AI-Assisted Detection (Partial AI Use)
Look for:
- Style jumps - Casual code with formal JSDoc blocks
- Git history jumps - "Add comprehensive documentation" as separate commit
- Quality inconsistency - Some files over-documented, others bare
- Misplaced docs - JSDoc on library calls, not wrapper functions
- Parameter mismatches - Docs describe different params than code has
This pattern: Human wrote code → Asked AI to add documentation.
Common Mistakes
| Mistake | Reality |
|---|---|
| "Clean code = AI" | Experienced developers write clean code too |
| Only checking code | Metadata is highest-confidence signal |
| Missing git history | "Add comprehensive documentation" commits reveal AI use |
| Binary thinking | AI-assisted is different from fully AI-generated |
| Single signal certainty | Compound multiple signals before concluding |
Quick Reference Workflow
- Check git log - Look for Co-Authored-By, uniform commit patterns
- Check README - Template structure? Perfect tables? No personality?
- Check file headers - Generated footers? "This file contains..." comments?
- Check code comments - Narrating style? Over-documentation?
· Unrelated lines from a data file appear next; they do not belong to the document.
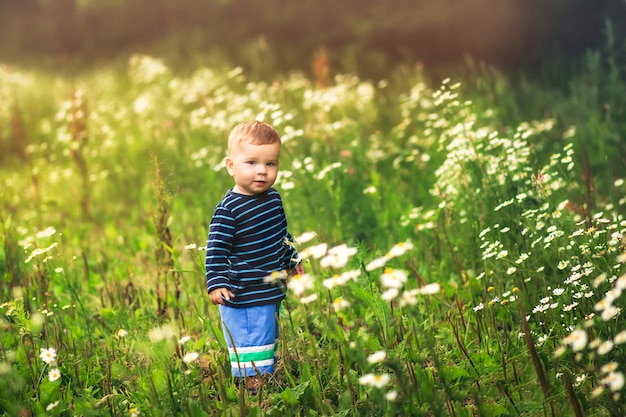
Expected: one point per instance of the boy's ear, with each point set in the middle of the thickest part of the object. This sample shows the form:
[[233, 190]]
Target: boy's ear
[[229, 165]]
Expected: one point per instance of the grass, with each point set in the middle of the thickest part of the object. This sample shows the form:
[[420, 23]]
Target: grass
[[456, 264]]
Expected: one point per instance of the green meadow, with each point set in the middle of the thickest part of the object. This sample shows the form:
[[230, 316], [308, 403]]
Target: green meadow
[[463, 239]]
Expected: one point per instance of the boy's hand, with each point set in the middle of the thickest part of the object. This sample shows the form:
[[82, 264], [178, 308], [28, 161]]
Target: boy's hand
[[219, 294]]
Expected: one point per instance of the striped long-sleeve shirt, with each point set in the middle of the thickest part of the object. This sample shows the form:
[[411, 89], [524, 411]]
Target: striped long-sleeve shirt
[[248, 240]]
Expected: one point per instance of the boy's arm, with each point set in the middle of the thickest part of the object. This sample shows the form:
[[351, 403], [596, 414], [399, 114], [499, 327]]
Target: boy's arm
[[219, 246]]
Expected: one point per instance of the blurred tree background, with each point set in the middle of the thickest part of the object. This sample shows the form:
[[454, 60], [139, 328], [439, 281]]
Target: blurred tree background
[[364, 36]]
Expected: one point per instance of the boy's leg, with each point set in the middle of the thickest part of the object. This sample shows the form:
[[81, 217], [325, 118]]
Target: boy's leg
[[251, 335]]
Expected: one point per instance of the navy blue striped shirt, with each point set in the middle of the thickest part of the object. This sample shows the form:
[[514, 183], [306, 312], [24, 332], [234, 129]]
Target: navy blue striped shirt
[[248, 240]]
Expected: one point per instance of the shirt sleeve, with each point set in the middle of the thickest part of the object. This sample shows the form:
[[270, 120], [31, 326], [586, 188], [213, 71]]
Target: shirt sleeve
[[219, 246]]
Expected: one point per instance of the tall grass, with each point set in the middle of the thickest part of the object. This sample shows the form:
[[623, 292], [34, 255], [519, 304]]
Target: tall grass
[[454, 266]]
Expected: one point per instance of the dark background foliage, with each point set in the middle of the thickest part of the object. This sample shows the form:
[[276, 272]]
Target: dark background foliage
[[365, 34]]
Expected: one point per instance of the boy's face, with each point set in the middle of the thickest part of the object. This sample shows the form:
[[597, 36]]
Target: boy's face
[[254, 167]]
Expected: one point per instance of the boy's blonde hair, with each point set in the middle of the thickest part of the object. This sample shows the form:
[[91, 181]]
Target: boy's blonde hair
[[254, 132]]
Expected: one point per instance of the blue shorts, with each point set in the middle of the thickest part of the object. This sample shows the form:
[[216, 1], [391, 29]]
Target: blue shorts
[[251, 334]]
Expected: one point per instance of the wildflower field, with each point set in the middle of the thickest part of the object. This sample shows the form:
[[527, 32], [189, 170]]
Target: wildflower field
[[464, 249]]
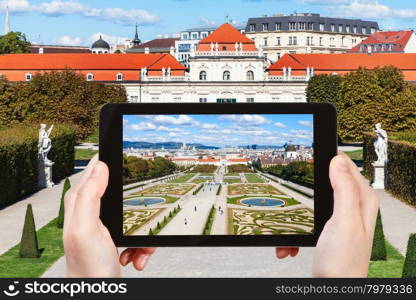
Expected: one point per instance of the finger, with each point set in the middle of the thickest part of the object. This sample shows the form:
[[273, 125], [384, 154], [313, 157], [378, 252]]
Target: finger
[[346, 194], [126, 256], [140, 260], [368, 198], [282, 252], [87, 204], [71, 193]]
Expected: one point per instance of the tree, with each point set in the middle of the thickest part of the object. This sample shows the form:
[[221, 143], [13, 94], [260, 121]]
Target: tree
[[409, 267], [323, 88], [14, 42], [368, 97], [378, 251], [60, 221], [29, 242]]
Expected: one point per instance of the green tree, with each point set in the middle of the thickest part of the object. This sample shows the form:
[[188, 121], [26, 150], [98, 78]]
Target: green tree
[[324, 88], [378, 251], [14, 42], [29, 242], [409, 267], [61, 214]]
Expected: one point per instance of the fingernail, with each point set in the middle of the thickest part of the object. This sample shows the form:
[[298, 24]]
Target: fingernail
[[96, 170]]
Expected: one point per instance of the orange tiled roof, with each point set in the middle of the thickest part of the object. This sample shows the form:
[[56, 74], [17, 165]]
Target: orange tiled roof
[[398, 38], [88, 61], [226, 34]]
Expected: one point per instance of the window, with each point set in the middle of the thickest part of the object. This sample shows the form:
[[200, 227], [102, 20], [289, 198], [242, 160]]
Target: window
[[250, 75], [226, 75], [278, 41], [203, 75], [278, 26], [90, 77]]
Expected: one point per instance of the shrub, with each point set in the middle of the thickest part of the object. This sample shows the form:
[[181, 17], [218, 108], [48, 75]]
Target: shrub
[[29, 242], [409, 267], [378, 251], [61, 214], [19, 159]]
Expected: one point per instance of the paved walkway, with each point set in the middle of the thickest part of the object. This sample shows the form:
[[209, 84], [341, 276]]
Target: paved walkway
[[45, 204], [399, 220], [214, 262]]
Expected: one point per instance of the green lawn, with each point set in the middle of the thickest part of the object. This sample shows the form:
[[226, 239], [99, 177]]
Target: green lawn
[[356, 155], [390, 268], [182, 179], [84, 154], [253, 178], [49, 238]]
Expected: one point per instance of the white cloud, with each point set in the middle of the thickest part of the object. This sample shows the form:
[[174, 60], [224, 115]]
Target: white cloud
[[60, 7], [305, 123], [68, 41], [279, 125]]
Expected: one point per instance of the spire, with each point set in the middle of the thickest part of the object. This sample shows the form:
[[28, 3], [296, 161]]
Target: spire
[[7, 24], [136, 40]]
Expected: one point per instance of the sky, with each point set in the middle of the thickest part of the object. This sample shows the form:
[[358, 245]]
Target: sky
[[220, 130], [80, 22]]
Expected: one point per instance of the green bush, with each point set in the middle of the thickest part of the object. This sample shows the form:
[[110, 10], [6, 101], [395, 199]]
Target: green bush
[[409, 267], [19, 159], [378, 251], [29, 242], [61, 214]]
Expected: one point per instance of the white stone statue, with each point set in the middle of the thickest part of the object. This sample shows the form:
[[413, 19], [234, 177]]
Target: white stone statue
[[45, 164], [380, 145]]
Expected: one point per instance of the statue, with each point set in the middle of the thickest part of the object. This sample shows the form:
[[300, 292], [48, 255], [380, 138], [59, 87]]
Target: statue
[[45, 164], [380, 145]]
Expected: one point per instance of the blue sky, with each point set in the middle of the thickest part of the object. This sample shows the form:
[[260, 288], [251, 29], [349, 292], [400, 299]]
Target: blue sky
[[80, 21], [220, 130]]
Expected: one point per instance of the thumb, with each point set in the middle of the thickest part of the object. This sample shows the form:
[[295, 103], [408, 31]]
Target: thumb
[[87, 206], [346, 191]]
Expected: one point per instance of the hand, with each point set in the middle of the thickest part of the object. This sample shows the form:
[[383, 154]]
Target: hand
[[344, 247], [89, 249]]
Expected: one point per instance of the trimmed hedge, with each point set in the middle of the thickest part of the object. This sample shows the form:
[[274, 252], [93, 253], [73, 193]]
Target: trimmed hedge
[[401, 166], [19, 160]]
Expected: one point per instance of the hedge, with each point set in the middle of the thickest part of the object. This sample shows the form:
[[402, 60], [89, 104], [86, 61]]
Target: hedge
[[19, 159], [401, 166]]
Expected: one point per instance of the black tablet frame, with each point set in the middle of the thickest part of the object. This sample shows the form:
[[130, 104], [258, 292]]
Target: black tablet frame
[[111, 128]]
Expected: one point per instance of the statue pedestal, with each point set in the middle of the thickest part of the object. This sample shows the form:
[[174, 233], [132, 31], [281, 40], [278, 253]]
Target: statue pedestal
[[379, 176]]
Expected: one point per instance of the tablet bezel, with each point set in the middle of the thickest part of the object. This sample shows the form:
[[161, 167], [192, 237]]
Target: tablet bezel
[[110, 136]]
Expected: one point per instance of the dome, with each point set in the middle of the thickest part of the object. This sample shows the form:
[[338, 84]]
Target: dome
[[100, 44]]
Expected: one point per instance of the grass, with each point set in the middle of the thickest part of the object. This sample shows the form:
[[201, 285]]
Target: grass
[[50, 238], [183, 178], [253, 178], [390, 268], [356, 155], [84, 154]]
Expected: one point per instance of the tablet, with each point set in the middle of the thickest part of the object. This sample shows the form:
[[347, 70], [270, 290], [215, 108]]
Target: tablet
[[217, 174]]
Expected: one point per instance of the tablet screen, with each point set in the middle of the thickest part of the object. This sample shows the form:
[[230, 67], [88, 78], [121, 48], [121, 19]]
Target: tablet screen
[[248, 174]]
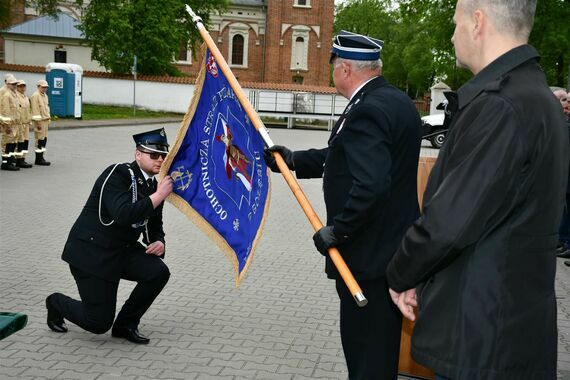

- Check for anti-signals - TODOs? Shortcuts? Debug code?
- Score confidence - Compound signals from multiple tiers
- Report with evidence - List specific signals found
When NOT to Flag
- Clean, well-written code (without other signals)
- Standard patterns for solved problems (EventEmitter, validators)
- Good documentation (if style matches rest of codebase)
- Experienced developer output
Clean code without Tier-1 or Tier-2 signals = insufficient evidence.